Fathul Makkah (629-630 M)
Sejarah mencatat, pasukan Muslim yang dipimpin Rasulullah menaklukkan Makkah nyaris tanpa pertumpahan darah. Semua orang kecuali segelintir yang tak habis dihitung dengan sebelah tangan saja, diampuni dan diberi perlindungan. Para petinggi Makkah kemudian masuk Islam dan jadi bagian umat.
Penaklukan Yerusalem I (636-637 M)
Di bawah Khalifah Umar bin Khattab, Baitul Maqdis direbut dari Bizantium setelah pengepungan tak berdarah selama empat bulan. Umar kemudian mengeluarkan surat jaminan keamanan bagi umat Kristiani dan berjanji tak merusak gereja-gereja, serta membolehkan kembali bangsa Yahudi tinggal di Yerusalem.
Melihat lokasi Kuil Sulaiman dipenuhi sampah dengan sengaja oleh penduduk Yerusalem saat itu, Umar membersihkan dengan tangannya sendiri.
Penaklukkan Mesir (640 M)
Penaklukkan Afrika Utara oleh pasukan Muslim yang dipimpin Amr bin Ash berjalan mulus didukung warga setempat yang menderita di bawah kekuasaan Romawi. Seperti penaklukkan lain kala itu, tak ada pemaksaan perpindahan agama terbukti dari gereja Kristen Koptik di Mesir yang masih bertahan hingga kini.

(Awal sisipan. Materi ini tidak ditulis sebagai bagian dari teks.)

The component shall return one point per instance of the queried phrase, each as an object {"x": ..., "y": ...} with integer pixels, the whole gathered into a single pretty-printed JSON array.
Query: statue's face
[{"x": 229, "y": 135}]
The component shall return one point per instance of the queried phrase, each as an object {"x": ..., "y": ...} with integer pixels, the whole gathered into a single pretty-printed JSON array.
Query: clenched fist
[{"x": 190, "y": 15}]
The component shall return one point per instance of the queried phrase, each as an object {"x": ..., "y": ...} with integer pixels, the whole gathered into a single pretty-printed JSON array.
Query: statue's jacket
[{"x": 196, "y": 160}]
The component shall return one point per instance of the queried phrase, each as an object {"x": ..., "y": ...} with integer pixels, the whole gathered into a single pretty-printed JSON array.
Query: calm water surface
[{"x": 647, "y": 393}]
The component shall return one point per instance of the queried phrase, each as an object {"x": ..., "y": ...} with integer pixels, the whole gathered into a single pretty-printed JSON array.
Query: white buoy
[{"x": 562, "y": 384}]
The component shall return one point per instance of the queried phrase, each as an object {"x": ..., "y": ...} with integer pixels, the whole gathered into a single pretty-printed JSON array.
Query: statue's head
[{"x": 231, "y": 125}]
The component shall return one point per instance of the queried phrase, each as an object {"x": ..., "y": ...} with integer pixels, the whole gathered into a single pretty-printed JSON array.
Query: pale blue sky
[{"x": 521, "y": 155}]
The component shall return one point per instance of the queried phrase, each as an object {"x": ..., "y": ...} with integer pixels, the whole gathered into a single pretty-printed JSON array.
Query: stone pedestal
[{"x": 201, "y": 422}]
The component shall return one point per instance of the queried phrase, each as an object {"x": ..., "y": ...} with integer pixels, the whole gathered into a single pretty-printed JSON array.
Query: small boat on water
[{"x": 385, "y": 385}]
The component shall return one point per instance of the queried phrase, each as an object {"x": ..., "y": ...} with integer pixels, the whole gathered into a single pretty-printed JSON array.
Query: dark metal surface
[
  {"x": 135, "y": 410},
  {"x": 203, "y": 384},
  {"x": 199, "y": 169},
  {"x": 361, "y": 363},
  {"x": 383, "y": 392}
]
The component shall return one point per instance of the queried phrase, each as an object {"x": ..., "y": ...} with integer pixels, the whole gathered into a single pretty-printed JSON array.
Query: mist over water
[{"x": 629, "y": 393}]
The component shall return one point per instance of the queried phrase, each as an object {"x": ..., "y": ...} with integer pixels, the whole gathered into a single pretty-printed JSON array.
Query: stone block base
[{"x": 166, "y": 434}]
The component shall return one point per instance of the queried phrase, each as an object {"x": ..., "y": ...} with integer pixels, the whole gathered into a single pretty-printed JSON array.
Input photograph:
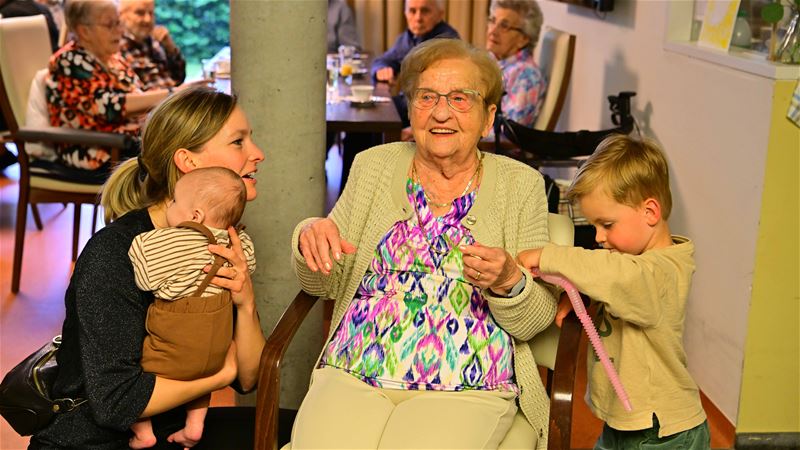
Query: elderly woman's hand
[
  {"x": 235, "y": 277},
  {"x": 318, "y": 241},
  {"x": 490, "y": 268}
]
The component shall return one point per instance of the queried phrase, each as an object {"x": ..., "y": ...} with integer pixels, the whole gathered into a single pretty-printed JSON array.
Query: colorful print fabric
[
  {"x": 525, "y": 87},
  {"x": 415, "y": 322},
  {"x": 151, "y": 62},
  {"x": 83, "y": 93}
]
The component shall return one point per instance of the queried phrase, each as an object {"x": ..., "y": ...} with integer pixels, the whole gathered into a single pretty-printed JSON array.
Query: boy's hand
[
  {"x": 529, "y": 259},
  {"x": 564, "y": 308}
]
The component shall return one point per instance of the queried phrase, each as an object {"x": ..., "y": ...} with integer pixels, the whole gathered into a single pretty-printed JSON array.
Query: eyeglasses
[
  {"x": 503, "y": 26},
  {"x": 108, "y": 26},
  {"x": 461, "y": 101}
]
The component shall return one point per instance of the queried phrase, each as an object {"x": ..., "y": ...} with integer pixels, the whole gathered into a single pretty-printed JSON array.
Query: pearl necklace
[{"x": 415, "y": 177}]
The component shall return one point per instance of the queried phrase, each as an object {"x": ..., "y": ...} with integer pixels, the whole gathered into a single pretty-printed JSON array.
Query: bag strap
[
  {"x": 62, "y": 405},
  {"x": 218, "y": 260}
]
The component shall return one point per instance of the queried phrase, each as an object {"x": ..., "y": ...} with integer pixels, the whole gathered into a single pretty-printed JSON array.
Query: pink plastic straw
[{"x": 591, "y": 331}]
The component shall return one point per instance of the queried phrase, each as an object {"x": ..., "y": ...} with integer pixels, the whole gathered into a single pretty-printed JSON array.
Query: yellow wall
[{"x": 771, "y": 377}]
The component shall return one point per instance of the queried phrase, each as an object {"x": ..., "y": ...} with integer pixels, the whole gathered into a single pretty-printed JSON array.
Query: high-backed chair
[
  {"x": 24, "y": 50},
  {"x": 555, "y": 348},
  {"x": 556, "y": 54}
]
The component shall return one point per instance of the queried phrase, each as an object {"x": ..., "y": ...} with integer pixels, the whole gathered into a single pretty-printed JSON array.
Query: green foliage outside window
[{"x": 199, "y": 27}]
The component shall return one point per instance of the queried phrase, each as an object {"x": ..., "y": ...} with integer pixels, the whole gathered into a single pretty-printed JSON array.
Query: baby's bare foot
[
  {"x": 189, "y": 436},
  {"x": 137, "y": 442}
]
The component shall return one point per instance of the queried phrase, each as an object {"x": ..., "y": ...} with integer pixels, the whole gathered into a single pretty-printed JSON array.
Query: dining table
[{"x": 344, "y": 114}]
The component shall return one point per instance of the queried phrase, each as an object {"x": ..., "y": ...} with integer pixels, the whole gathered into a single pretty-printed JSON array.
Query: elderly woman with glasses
[
  {"x": 427, "y": 347},
  {"x": 512, "y": 33},
  {"x": 90, "y": 86}
]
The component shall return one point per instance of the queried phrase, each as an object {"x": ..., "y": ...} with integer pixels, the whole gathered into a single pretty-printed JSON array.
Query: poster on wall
[{"x": 718, "y": 22}]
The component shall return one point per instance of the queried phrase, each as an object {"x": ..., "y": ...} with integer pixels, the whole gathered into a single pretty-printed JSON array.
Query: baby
[
  {"x": 641, "y": 279},
  {"x": 190, "y": 323}
]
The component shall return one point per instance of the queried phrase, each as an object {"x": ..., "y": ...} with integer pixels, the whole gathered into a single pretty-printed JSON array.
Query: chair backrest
[
  {"x": 545, "y": 344},
  {"x": 24, "y": 50},
  {"x": 556, "y": 54}
]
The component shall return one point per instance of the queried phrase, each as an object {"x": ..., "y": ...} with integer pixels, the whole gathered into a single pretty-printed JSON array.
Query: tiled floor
[{"x": 36, "y": 313}]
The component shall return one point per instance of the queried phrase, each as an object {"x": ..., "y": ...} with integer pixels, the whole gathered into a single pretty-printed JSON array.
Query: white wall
[{"x": 713, "y": 123}]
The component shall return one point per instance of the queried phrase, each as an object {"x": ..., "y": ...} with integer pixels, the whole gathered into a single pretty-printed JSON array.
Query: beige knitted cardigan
[{"x": 510, "y": 211}]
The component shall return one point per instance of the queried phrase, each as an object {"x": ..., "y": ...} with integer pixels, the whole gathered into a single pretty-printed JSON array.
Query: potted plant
[{"x": 788, "y": 51}]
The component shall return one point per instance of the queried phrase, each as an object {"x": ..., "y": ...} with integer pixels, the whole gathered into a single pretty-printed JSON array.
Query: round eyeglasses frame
[{"x": 451, "y": 98}]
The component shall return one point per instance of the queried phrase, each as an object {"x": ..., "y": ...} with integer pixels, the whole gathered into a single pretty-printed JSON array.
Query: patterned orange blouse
[{"x": 84, "y": 93}]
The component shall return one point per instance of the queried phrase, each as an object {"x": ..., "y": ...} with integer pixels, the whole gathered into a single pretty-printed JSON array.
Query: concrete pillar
[{"x": 278, "y": 71}]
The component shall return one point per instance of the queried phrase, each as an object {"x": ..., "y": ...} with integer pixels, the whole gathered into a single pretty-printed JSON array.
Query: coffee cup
[
  {"x": 224, "y": 66},
  {"x": 362, "y": 93}
]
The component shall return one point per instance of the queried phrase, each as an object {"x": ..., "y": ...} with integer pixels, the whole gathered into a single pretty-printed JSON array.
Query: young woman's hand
[
  {"x": 490, "y": 268},
  {"x": 319, "y": 240},
  {"x": 235, "y": 277}
]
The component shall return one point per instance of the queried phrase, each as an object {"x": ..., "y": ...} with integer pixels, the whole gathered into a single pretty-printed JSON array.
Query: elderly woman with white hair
[
  {"x": 428, "y": 340},
  {"x": 511, "y": 34},
  {"x": 90, "y": 86}
]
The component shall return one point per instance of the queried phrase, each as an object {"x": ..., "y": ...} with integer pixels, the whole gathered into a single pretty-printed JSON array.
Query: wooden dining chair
[
  {"x": 24, "y": 51},
  {"x": 556, "y": 55},
  {"x": 555, "y": 349}
]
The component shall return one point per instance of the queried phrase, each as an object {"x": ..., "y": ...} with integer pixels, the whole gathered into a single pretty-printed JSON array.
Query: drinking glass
[{"x": 333, "y": 78}]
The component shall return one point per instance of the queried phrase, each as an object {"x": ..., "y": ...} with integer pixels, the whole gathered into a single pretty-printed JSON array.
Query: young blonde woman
[{"x": 105, "y": 318}]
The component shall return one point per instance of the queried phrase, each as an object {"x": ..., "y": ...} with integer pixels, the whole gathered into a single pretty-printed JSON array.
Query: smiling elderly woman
[
  {"x": 431, "y": 317},
  {"x": 512, "y": 32}
]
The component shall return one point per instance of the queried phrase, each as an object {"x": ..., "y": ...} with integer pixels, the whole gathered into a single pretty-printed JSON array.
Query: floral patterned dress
[
  {"x": 84, "y": 93},
  {"x": 415, "y": 322}
]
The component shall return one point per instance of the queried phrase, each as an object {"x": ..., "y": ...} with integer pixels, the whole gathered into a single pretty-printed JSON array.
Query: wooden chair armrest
[
  {"x": 269, "y": 387},
  {"x": 561, "y": 395}
]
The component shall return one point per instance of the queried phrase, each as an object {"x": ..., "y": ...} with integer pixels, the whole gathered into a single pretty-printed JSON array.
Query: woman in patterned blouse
[
  {"x": 428, "y": 338},
  {"x": 91, "y": 87},
  {"x": 511, "y": 35}
]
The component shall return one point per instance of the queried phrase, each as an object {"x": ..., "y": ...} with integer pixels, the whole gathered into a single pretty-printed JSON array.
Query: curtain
[{"x": 379, "y": 22}]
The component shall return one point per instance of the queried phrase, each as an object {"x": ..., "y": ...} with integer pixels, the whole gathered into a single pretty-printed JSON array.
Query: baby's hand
[
  {"x": 529, "y": 259},
  {"x": 564, "y": 308}
]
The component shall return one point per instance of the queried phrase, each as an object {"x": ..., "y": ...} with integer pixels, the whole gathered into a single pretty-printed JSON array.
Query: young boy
[
  {"x": 190, "y": 323},
  {"x": 641, "y": 279}
]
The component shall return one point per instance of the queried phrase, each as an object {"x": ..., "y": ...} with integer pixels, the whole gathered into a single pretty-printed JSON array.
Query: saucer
[{"x": 358, "y": 104}]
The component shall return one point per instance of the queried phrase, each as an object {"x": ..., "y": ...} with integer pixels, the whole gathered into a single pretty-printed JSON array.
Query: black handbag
[{"x": 25, "y": 400}]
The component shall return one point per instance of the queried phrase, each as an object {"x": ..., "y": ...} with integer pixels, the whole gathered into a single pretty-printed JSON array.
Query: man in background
[
  {"x": 425, "y": 19},
  {"x": 149, "y": 48}
]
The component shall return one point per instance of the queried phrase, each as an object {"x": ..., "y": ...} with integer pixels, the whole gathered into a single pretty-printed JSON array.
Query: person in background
[
  {"x": 148, "y": 48},
  {"x": 341, "y": 26},
  {"x": 640, "y": 279},
  {"x": 512, "y": 32},
  {"x": 90, "y": 86},
  {"x": 425, "y": 19},
  {"x": 104, "y": 327},
  {"x": 24, "y": 8},
  {"x": 190, "y": 323},
  {"x": 428, "y": 340}
]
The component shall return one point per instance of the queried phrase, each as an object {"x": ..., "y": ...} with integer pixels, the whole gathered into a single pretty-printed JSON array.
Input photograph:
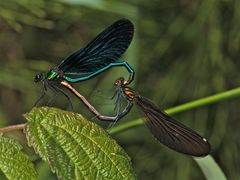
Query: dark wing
[
  {"x": 104, "y": 49},
  {"x": 172, "y": 133}
]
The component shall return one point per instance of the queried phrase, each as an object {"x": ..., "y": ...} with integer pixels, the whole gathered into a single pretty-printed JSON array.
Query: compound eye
[{"x": 38, "y": 77}]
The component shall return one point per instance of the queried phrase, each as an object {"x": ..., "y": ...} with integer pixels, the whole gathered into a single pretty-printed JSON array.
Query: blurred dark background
[{"x": 181, "y": 51}]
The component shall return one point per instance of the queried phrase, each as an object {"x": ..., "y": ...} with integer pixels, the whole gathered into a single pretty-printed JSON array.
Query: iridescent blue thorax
[{"x": 53, "y": 75}]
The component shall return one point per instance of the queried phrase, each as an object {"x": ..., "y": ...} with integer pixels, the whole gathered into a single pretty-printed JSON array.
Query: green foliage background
[{"x": 181, "y": 51}]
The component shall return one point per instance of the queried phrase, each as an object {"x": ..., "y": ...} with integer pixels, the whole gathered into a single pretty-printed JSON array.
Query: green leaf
[
  {"x": 13, "y": 162},
  {"x": 210, "y": 168},
  {"x": 74, "y": 147}
]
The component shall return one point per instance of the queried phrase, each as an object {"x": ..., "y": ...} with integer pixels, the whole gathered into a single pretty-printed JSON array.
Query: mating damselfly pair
[{"x": 102, "y": 53}]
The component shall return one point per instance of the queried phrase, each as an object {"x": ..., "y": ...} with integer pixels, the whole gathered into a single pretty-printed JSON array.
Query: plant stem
[
  {"x": 12, "y": 128},
  {"x": 184, "y": 107}
]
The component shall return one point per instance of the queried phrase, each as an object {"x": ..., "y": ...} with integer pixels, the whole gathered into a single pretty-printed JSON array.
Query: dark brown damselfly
[{"x": 164, "y": 128}]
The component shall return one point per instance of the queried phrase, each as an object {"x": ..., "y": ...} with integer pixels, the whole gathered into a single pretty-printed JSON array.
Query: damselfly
[
  {"x": 163, "y": 127},
  {"x": 102, "y": 53}
]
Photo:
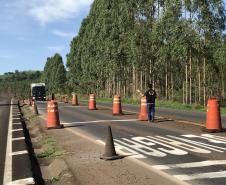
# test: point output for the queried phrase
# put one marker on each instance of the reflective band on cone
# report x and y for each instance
(74, 100)
(213, 117)
(117, 108)
(143, 116)
(53, 120)
(92, 102)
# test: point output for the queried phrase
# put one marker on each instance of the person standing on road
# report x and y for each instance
(150, 97)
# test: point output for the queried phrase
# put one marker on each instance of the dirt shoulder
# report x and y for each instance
(82, 158)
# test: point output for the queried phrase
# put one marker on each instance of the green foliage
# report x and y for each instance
(123, 45)
(54, 74)
(18, 83)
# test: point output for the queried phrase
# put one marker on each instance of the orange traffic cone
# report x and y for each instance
(213, 117)
(74, 100)
(117, 108)
(34, 108)
(110, 153)
(92, 102)
(53, 120)
(65, 99)
(143, 116)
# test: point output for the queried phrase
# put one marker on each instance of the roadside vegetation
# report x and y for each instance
(177, 45)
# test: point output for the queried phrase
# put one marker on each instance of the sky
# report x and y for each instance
(32, 30)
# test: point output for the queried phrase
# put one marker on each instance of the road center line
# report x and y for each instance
(210, 175)
(16, 130)
(100, 121)
(23, 181)
(19, 152)
(17, 139)
(191, 165)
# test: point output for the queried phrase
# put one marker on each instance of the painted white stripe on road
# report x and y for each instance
(23, 181)
(16, 130)
(19, 153)
(17, 139)
(191, 165)
(210, 175)
(8, 159)
(100, 121)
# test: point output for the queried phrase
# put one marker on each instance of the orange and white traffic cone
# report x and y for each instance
(53, 120)
(92, 102)
(117, 108)
(65, 99)
(74, 100)
(143, 116)
(213, 117)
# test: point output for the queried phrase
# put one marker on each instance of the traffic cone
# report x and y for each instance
(117, 108)
(53, 120)
(143, 116)
(213, 117)
(110, 153)
(74, 100)
(92, 102)
(30, 102)
(35, 109)
(65, 99)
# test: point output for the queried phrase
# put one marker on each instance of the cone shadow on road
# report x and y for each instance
(110, 153)
(72, 125)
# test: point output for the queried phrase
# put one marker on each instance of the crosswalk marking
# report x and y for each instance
(191, 165)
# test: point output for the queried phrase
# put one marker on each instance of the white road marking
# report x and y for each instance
(209, 175)
(168, 149)
(16, 130)
(19, 153)
(100, 121)
(191, 165)
(212, 139)
(201, 144)
(179, 144)
(23, 181)
(17, 139)
(142, 148)
(8, 159)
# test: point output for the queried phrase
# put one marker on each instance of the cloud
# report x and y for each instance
(63, 33)
(46, 11)
(55, 48)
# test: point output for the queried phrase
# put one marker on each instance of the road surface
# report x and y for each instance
(179, 149)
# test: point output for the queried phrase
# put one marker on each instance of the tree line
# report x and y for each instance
(18, 83)
(177, 45)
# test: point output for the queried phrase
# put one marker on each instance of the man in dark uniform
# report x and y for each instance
(150, 97)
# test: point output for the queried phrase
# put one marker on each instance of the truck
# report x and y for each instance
(38, 91)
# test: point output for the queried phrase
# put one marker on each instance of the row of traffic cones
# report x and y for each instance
(213, 119)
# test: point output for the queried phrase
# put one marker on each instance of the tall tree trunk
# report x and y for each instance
(204, 81)
(190, 78)
(134, 81)
(183, 93)
(199, 87)
(166, 81)
(186, 83)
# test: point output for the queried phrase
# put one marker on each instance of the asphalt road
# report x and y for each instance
(4, 120)
(179, 149)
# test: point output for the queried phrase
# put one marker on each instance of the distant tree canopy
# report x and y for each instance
(54, 74)
(18, 83)
(178, 45)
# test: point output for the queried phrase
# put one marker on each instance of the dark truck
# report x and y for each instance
(38, 91)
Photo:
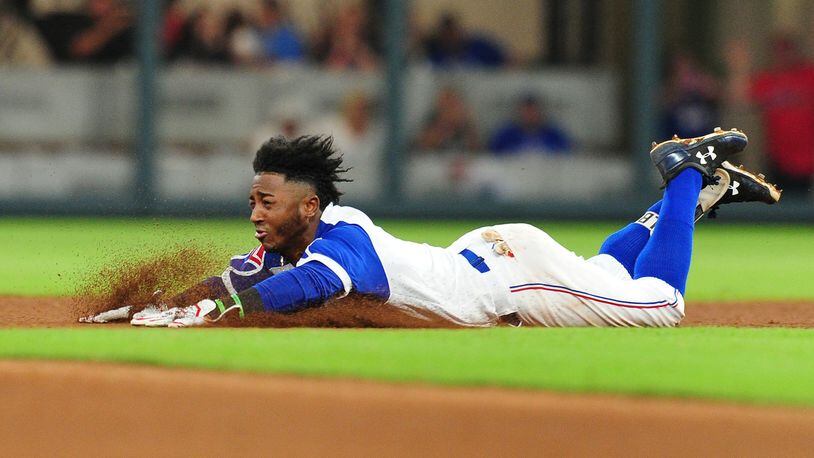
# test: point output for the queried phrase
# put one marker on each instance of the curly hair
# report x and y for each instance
(309, 159)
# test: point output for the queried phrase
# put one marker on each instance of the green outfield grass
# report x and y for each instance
(751, 365)
(49, 256)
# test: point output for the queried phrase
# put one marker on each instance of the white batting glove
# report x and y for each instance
(117, 314)
(193, 315)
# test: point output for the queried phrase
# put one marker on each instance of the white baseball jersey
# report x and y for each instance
(505, 270)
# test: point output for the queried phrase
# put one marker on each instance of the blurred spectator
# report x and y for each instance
(20, 42)
(279, 38)
(451, 46)
(205, 39)
(174, 27)
(360, 139)
(102, 34)
(346, 46)
(690, 99)
(287, 121)
(530, 131)
(784, 93)
(450, 125)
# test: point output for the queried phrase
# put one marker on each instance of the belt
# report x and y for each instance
(475, 261)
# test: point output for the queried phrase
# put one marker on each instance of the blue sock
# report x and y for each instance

Penaklukan Semenanjung Iberia (711 M)
Pasukan Muslim mulanya diundang Raja Julien yang beragama Kristen untuk mengenyahkan penguasaan Visigoth di wilayah ini. Dari titik itu hingga akhirnya seluruh Muslim diusir, berlangsung "convivencia" alias era kerukunan Muslim-Kristiani-Yahudi.
Penaklukkan Yerusalem II (1187 M)
Salahuddin Al Ayyubi berhasil kembali merebut kota ini melalui pengepungan tanpa banyak korban jiwa, kontras dengan pembantaian massal oleh Pasukan Eropa pada 1099. Umat Kristiani penduduk asli dibolehkan tinggal sementara pendatang dari Eropa dipulangkan setelah membayar tebusan.
Penaklukan Konstantinopel (1453 M)
Sultan Mehmed II alias Muhammad al-Fatih mengizinkan pasukan melakukan penjarahan selama tiga hari setelah kota ini direbut, menimbulkan tak sedikit korban jiwa. Tapi sejarawan mengenang bahwa warga sipil diperlakukan lebih baik ketimbang saat Pasukan Eropa Barat menjarah kota ini pada abad ke-13.